昨日からの続き

NASAの宇宙飛行士は、毎日二時間ずつの訓練を二年間行うそうです。

その訓練の大半は「トラブルをいかに解決するか」というものです。

例えば、エンジンが停止したとか、耐熱タイルが剥がれ落ちたとか、アームが動かない・・・など、様々なトラブルを起こさせ、宇宙飛行士がそれを一つずつ解決していくという訓練です。

人間の精神というのは(よく出来ているのか、出来ていないのか、わかりませんが)千時間を超えたあたりから、その人間の本質的な性格が出てくると言います。

どんなに我慢強い人でも、元々が短気であるとか、すぐにイライラしたり、怒りっぽかったりする場合、千時間くらいまでは何とか我慢するそうですが、それ以上は無理なようです。

そしてついに、千四百時間の訓練を達成する前に、何か「感情的な」言葉を叫んでしまうんだそうです。

「こんちくしょう」、「なんでだよ?」というような言葉です。

そして、そう叫んだ瞬間に、訓練の指導官は「あなたはもう帰っていいですよ。

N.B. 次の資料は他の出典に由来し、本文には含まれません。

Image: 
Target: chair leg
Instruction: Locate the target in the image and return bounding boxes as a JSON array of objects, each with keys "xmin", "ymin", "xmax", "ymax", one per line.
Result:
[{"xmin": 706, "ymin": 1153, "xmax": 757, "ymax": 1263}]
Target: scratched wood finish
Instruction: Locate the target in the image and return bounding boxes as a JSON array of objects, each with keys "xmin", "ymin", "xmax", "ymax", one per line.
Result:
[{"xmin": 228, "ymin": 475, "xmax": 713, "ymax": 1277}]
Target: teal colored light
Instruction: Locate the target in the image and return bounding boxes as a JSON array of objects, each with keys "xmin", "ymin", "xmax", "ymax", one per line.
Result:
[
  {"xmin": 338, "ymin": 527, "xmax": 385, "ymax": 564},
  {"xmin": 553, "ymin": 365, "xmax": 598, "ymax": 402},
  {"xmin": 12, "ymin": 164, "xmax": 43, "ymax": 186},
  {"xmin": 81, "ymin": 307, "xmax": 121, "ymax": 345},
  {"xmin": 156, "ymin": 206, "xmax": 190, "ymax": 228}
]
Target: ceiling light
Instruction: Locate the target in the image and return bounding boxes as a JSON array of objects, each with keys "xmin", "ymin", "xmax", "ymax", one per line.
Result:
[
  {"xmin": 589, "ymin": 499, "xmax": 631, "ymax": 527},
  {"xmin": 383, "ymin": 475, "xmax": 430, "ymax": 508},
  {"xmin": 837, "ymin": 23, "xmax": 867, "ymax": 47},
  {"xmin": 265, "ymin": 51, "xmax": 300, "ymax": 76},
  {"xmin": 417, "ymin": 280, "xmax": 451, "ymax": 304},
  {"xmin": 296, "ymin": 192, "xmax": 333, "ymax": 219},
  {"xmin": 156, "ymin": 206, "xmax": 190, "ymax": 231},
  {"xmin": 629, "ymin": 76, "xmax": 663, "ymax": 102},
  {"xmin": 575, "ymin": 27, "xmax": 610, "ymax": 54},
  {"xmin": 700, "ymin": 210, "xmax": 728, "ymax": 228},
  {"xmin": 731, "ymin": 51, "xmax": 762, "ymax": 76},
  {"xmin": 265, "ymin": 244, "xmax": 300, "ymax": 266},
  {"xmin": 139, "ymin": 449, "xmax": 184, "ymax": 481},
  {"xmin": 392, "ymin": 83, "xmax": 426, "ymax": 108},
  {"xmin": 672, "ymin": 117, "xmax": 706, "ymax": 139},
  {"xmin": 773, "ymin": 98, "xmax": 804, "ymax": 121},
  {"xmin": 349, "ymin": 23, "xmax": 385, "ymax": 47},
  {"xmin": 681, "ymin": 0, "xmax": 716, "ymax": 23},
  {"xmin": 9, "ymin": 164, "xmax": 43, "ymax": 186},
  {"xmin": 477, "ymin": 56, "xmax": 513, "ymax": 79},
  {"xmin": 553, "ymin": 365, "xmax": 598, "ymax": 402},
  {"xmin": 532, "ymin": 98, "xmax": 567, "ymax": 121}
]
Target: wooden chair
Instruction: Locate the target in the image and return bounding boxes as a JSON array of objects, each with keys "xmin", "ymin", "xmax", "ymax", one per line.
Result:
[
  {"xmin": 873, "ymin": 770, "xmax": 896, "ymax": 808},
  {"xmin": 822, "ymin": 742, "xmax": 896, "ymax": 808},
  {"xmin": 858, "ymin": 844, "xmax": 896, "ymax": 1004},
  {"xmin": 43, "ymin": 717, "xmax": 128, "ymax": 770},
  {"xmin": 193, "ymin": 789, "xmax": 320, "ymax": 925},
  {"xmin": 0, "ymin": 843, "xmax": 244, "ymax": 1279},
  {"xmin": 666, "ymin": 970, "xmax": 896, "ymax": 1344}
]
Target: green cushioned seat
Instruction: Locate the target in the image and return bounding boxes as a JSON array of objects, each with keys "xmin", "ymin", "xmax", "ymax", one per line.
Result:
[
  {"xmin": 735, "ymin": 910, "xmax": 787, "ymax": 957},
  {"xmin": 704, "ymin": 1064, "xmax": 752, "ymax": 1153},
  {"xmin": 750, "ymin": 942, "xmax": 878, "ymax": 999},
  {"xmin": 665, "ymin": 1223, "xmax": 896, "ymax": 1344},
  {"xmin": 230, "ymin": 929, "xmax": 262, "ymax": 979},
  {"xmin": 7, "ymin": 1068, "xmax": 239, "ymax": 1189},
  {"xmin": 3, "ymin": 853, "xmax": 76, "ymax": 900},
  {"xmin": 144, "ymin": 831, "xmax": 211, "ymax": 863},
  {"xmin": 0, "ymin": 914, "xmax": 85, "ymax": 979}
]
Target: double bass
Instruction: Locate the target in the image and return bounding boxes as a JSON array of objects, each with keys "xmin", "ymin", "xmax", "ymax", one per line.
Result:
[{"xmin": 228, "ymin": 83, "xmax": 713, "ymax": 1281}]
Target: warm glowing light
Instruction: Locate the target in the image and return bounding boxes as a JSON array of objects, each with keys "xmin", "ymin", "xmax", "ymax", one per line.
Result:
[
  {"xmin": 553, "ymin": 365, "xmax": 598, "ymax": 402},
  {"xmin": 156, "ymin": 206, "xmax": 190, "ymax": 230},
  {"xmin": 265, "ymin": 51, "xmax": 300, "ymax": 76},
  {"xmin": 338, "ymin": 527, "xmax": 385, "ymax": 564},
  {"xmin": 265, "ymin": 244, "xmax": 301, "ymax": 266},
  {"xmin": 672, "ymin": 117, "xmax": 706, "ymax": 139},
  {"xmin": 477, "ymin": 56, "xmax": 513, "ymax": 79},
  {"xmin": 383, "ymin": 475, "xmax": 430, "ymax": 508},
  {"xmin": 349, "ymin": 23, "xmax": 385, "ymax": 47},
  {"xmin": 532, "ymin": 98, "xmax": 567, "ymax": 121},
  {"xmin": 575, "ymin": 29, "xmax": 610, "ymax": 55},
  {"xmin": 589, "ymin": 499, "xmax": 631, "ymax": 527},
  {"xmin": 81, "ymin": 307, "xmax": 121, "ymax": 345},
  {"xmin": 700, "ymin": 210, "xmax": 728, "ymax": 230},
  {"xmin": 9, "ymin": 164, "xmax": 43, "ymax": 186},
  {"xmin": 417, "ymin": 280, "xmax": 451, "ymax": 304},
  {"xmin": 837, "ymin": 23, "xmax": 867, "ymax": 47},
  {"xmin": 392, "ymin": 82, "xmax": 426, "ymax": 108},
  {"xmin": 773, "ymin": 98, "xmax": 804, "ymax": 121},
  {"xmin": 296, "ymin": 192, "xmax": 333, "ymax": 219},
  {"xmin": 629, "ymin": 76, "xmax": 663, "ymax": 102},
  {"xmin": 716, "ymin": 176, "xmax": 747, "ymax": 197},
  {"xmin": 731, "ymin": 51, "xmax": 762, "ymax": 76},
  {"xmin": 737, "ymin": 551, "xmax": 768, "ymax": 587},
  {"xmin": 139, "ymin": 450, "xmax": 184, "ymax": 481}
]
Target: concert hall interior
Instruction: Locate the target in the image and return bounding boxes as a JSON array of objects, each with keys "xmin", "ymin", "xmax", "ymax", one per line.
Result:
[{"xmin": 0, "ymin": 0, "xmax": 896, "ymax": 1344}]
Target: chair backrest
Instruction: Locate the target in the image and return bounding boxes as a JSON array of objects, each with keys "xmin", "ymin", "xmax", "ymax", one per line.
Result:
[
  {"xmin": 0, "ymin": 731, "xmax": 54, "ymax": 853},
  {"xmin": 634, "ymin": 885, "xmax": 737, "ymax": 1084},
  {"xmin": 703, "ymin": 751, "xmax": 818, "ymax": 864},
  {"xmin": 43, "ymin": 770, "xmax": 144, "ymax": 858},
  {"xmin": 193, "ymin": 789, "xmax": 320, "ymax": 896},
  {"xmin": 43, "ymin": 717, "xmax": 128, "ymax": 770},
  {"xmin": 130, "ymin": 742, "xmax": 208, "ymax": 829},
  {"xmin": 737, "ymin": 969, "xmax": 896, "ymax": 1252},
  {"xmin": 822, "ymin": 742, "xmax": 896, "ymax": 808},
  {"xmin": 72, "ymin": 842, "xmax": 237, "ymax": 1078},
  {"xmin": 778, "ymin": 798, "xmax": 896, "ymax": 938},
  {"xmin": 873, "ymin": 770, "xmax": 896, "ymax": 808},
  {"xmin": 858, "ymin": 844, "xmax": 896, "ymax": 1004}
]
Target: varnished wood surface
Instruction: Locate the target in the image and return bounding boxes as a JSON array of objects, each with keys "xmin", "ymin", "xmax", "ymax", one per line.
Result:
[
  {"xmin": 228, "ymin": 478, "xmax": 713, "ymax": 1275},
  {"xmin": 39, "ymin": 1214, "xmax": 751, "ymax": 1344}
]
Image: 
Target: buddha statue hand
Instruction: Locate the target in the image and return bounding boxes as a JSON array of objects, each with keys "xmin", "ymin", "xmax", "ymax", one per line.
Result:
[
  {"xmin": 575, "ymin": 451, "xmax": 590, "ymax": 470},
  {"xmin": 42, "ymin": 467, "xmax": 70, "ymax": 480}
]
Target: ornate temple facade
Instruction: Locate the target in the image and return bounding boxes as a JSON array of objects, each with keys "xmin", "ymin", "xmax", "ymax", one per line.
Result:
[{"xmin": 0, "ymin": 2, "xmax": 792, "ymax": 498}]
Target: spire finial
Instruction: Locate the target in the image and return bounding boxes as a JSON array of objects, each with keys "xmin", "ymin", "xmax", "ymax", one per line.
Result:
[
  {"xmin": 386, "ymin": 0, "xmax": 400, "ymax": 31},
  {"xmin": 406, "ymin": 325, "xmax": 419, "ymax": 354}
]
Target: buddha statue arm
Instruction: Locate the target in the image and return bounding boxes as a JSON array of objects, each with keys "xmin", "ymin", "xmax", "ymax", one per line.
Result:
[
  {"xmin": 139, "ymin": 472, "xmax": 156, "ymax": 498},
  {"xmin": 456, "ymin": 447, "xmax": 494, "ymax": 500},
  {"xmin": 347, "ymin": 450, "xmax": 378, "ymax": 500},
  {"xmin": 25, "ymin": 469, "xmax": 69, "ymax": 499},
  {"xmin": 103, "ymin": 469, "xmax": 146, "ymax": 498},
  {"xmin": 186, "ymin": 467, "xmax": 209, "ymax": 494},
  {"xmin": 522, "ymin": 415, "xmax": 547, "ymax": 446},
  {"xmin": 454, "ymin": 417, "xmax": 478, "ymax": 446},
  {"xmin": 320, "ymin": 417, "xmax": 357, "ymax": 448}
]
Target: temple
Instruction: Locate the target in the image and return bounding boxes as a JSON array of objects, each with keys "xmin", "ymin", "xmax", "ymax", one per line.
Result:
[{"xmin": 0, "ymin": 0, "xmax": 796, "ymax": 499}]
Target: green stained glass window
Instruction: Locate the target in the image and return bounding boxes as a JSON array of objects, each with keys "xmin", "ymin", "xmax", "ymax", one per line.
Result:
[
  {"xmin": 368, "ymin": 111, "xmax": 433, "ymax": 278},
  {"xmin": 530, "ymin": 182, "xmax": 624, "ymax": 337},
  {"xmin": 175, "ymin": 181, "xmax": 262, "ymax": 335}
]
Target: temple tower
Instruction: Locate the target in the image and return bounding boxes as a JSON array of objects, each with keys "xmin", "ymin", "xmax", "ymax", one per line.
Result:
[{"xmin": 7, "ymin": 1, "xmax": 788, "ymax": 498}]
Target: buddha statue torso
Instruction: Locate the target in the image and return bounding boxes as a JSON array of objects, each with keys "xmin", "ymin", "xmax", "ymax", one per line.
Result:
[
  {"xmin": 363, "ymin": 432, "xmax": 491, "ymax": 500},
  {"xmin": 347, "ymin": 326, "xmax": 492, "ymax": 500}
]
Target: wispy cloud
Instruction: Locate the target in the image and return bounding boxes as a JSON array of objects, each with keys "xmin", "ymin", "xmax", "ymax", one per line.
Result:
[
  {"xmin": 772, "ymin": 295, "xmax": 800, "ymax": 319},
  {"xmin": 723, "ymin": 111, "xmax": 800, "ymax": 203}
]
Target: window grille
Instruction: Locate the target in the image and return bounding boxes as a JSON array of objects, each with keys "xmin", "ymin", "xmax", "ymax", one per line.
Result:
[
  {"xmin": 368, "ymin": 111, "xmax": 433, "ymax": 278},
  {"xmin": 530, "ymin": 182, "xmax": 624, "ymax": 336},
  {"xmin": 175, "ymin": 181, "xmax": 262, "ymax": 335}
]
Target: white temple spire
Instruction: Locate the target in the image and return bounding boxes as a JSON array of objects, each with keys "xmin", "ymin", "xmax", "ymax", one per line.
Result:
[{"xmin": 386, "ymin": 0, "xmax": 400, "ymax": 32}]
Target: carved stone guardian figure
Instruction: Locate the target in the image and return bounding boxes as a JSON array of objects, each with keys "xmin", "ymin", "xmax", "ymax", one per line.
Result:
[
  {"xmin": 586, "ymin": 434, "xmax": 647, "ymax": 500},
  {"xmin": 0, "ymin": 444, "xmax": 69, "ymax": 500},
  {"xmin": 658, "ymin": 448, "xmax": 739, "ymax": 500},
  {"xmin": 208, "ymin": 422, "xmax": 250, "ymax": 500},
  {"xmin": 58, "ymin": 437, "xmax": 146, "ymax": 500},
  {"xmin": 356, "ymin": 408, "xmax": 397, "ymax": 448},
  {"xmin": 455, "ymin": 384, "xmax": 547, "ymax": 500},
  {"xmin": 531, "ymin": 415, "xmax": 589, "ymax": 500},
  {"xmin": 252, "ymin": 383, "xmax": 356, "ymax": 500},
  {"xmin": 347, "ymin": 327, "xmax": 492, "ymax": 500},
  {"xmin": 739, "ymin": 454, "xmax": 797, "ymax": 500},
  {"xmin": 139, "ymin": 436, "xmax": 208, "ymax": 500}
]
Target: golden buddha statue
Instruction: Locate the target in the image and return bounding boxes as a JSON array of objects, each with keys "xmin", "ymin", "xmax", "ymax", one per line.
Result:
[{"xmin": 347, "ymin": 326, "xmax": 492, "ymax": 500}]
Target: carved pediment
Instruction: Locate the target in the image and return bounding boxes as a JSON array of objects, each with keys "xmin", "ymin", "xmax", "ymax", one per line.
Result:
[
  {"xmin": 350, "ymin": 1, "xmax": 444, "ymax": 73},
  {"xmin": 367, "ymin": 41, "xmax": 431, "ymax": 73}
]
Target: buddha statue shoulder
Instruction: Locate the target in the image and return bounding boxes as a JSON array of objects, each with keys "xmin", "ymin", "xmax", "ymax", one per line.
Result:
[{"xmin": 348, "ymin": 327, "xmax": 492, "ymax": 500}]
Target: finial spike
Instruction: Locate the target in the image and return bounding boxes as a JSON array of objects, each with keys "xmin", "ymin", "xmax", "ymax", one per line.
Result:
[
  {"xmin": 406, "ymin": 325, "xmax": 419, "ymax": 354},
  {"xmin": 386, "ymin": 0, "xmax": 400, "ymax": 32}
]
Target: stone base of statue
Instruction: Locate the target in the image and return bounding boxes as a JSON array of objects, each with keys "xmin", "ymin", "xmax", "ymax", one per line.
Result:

」と言うんだそうです。

宇宙飛行士の候補者というのは、みんな優秀な頭脳の持ち主ですから、技術や知識に大きな差はありません。

最終的に重視するのは、訓練の過程において、「感情的にならない人」であるかどうか、ということだそうです。

「感情的な」部分を持っている人は、どんなにそれを自分の意志で押し込めようとしても、必ず出てしまうのだそうです。

それでは、今まで日本人の中で、宇宙飛行士に選ばれた人を考えてみます。

毛利衛さん、向井千秋さん、若田光一さん、野口聡一さん、、、この人たち「感情的ではない人たち」が魅力のない人たちなのか???

この点を考えてみると「感情的でなければ、人間として魅力がない」という論理は、とても乱暴であり、尚且つ間違った論理であるということに気が付きます。

「感情的である」ことが人間の魅力を作っているわけではないのです。

「感情的であることが人間的魅力だ」と言い切ってしまうことは、簡単です。

しかし、それには同調せずに、自らの「感情的な」を克服することのほうが、「人間として魂磨き」になり、楽に生きることが出来るようになります。

「感情的な」を克服することは、「楽な生き方」をするためにとても大事なことなのです。